The third aspect of holism is to remember the whole person – the person’s reactions to the disability, the response of the family and friends, the environment in which the individual lives and works, and the social and economic consequences of any handicap. The extract below was written by a young man who had suffered a stroke. Before his illness he had worked as a journalist; however, the stroke had profound effects on his ability to speak and to read and write, in addition to causing a paralysis on the right side of his body:
I had a stroke. And it’s painful (psychological, mental). My leg, arm, fingers, brain, it’s gone. I can’t read. I can’t write. What’s wrong. It’s very confusing. God, don’t take my freedom, please. I can’t take anymore.
It takes little imagination to understand the emotional, economic and social consequences of this man’s handicap. Helping patients come to terms with their difficulties is a major challenge for the speech and language therapist. With adults it may involve counselling patients and their spouses, and such work is also important with the parents of handicapped children. Working with those around the patient, and assisting them in dealing with the difficulties associated with the disability, can result in creating a more supportive environment in which the disabled person will live.

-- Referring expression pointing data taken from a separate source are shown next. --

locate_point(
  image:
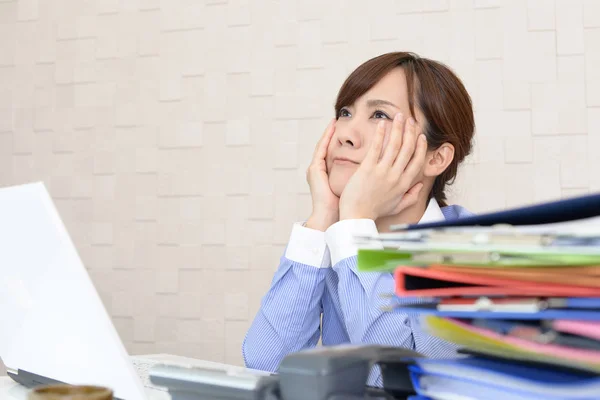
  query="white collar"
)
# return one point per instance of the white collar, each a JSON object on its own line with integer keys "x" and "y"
{"x": 433, "y": 213}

Consideration of the environment within which the communicatively disabled person operates is also a factor of concern. Opportunities have to be created within that environment to facilitate communication. For example, background noise needs to be controlled in the hearing-impaired person’s environment, and opportunities to develop lipreading should be encouraged, by speakers allowing their lips to be seen as they talk. This approach – considering the carers’ behaviour and the physical environment of the communicatively-impaired individual – is an important factor in the treatment of communicative disability and will be discussed further in Chapter 6.

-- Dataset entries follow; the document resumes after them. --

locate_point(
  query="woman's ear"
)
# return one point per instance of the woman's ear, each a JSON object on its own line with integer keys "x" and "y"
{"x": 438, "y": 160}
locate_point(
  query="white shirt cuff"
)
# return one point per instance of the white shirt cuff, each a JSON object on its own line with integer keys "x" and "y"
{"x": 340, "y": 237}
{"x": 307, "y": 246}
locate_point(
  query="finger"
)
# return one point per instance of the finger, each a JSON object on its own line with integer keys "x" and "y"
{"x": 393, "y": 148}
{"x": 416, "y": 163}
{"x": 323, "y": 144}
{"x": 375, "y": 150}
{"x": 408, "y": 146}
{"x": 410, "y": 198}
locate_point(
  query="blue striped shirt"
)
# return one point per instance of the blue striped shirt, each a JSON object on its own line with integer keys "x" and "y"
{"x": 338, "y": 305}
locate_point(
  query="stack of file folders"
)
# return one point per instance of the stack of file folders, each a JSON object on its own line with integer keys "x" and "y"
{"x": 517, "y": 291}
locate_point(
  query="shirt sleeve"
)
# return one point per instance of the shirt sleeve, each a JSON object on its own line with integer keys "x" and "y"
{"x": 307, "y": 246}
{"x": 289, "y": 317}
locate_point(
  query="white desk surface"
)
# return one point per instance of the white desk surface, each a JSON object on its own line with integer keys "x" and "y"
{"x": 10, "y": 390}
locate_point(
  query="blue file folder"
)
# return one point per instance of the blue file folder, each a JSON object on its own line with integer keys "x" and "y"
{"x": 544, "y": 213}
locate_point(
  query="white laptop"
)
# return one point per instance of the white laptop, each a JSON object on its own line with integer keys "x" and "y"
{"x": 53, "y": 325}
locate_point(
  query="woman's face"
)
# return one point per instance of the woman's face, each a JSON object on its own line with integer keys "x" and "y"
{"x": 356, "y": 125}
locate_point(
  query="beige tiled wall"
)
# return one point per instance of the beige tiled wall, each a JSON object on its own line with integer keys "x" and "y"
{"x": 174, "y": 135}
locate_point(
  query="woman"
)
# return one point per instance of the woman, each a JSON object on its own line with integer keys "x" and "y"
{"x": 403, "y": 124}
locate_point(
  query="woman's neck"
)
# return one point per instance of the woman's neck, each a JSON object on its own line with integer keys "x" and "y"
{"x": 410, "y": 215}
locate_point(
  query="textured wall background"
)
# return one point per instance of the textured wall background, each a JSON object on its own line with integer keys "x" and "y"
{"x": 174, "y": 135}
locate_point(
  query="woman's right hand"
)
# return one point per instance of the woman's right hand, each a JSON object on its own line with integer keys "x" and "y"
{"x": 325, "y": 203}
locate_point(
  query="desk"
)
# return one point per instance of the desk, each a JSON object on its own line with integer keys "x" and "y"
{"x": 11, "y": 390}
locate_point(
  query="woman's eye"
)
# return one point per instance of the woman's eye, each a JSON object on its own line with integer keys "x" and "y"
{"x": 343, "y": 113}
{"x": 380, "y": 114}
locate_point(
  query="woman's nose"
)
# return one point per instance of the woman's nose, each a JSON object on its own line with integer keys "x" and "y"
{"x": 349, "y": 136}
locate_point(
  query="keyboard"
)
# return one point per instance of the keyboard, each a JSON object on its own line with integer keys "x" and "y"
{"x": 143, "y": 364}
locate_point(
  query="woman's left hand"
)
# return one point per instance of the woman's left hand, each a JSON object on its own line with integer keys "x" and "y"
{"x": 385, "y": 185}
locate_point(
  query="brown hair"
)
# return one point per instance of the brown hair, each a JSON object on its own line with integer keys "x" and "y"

We have set a broad frame in which to study language disability: the wider aspects of communicative disability; communication in relation to cognition; and the social and emotional consequences of disability. The focus in this introductory book is inevitably on the first component – the nature of communicative disability. At all points, however, we hope that the reader will place these disabilities into the broader frame, and there will be illustrations throughout the following chapters which we hope will assist the reader to achieve this end.
1. Write down definitions of the terms ‘speech’, ‘language’ and ‘communication’.
2. Produce a diagram which captures the relationship between the three terms.
3. Outline the elements of a holistic approach.